Just recently got into archery and have spent a good chunk of time reading this forum. Well after reading this thread i got a bug up my butt when i realized i had some pvc and fittings laying in the garage from a camping DIY camping shower i made for We Fest. This forum has been a great source of knowledge and opinions and i look forward to becoming apart of the archery community.

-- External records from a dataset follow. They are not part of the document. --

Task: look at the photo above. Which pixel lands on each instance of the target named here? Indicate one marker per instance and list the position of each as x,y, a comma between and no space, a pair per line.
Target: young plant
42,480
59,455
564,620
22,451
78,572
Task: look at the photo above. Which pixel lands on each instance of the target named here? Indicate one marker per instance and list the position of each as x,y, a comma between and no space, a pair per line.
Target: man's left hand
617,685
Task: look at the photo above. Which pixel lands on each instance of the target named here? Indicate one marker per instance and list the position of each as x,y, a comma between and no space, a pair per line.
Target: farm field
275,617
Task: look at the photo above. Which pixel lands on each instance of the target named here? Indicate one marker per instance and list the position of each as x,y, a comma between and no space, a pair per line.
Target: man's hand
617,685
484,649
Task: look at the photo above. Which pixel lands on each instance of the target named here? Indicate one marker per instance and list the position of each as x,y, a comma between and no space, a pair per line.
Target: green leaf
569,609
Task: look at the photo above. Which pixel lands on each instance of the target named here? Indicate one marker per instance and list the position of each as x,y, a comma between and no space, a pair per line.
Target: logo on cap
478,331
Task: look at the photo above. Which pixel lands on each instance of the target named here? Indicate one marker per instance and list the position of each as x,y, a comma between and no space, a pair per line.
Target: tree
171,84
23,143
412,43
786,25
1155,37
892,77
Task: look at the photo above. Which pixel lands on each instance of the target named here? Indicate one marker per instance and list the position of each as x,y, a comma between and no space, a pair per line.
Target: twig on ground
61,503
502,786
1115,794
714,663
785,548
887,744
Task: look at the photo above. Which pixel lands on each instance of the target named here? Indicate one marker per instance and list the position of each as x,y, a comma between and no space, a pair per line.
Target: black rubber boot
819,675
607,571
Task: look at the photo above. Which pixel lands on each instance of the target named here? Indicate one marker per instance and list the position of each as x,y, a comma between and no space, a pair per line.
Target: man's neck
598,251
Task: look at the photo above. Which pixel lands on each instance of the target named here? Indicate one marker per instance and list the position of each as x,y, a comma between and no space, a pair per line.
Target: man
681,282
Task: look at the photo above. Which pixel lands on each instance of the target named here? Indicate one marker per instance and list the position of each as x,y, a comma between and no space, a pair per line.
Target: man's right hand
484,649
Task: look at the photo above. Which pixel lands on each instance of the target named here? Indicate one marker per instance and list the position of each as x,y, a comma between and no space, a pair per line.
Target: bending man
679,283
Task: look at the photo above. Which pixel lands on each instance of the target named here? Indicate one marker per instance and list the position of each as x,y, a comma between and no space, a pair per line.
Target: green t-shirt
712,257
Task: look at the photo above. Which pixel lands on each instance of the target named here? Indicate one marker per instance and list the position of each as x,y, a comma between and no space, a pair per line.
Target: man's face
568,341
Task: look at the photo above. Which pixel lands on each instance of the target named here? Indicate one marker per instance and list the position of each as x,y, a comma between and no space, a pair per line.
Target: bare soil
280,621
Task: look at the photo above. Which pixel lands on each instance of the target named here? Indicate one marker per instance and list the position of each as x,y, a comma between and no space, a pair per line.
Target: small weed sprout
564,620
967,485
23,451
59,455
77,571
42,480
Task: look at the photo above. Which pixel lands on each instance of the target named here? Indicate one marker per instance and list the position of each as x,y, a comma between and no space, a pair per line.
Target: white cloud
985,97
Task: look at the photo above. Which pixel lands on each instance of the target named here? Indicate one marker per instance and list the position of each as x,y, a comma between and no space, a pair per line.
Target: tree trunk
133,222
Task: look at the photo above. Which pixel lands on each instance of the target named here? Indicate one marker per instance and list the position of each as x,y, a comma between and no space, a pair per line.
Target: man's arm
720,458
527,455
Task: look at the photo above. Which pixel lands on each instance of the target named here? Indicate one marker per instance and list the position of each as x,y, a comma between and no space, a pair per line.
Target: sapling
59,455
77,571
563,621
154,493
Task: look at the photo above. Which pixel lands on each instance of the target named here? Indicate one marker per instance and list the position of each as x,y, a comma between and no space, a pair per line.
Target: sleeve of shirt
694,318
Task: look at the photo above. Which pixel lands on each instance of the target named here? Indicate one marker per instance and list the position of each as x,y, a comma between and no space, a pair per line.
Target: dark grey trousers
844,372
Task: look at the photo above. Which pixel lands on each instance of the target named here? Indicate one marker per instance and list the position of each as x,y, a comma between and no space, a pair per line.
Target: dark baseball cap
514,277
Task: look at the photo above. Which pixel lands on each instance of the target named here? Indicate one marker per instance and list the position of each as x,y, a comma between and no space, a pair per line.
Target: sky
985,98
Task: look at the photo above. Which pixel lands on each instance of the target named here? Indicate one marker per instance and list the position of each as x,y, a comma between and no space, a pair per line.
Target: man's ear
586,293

Shots were from 15yrds. Started painting it and would upload pictures but it will not let me load more than one at the moment.


----------



## jhumble123

Saving this for later. Nice job.


----------



## iwj004

Any thoughts on the advantage of using PVC over treated 2x4


----------



## tspengler

weight, portability, connections made more easily


----------



## forty_caliber

cyoda1 said:


> here is the material list some of you have been asking for
> 
> 3) 10 foot sticks oh 1 1/2 inch pvc
> 4) 90 degree elbows
> 9) sanitery t's
> 4) 45 degree inside fittings
> 2) 90 degree inside fittings
> 1) 1 1/2 inch clean out (optional)
> 
> cut 3 pieces at 32" long 3 front cross members of target
> cut 4 pieces at 15" long upper front legs
> cut 2 pieces at 14" long lower front legs
> cut 2 pieces at 27" long two bottom sides
> cut 2 pieces at 14 3/4" long back of target for the sanitary t for clean out
> cut 2 pieces at 3" long rear of target out of sanitary t
> cut 2 pieces at 39" long angled back brace
> 
> if you do not want the sanitary t clean out then cut 4 32" pieces instead of three and disregaurd the 2) 14 3/4 pieces the clean out is there for if you wish to weigh it down with sand all you have to do is fill in the bottom
> 
> here is a reference sorry i had to do it in ms paint



Great job! Thanks for posting the plans.


----------



## lsmerrill

Tag


----------



## naptime

lsmerrill said:


> Tag


thanks for the bump. 

I found this a few weeks ago. and was searching for the thread last night so i could build one but couldn't find it.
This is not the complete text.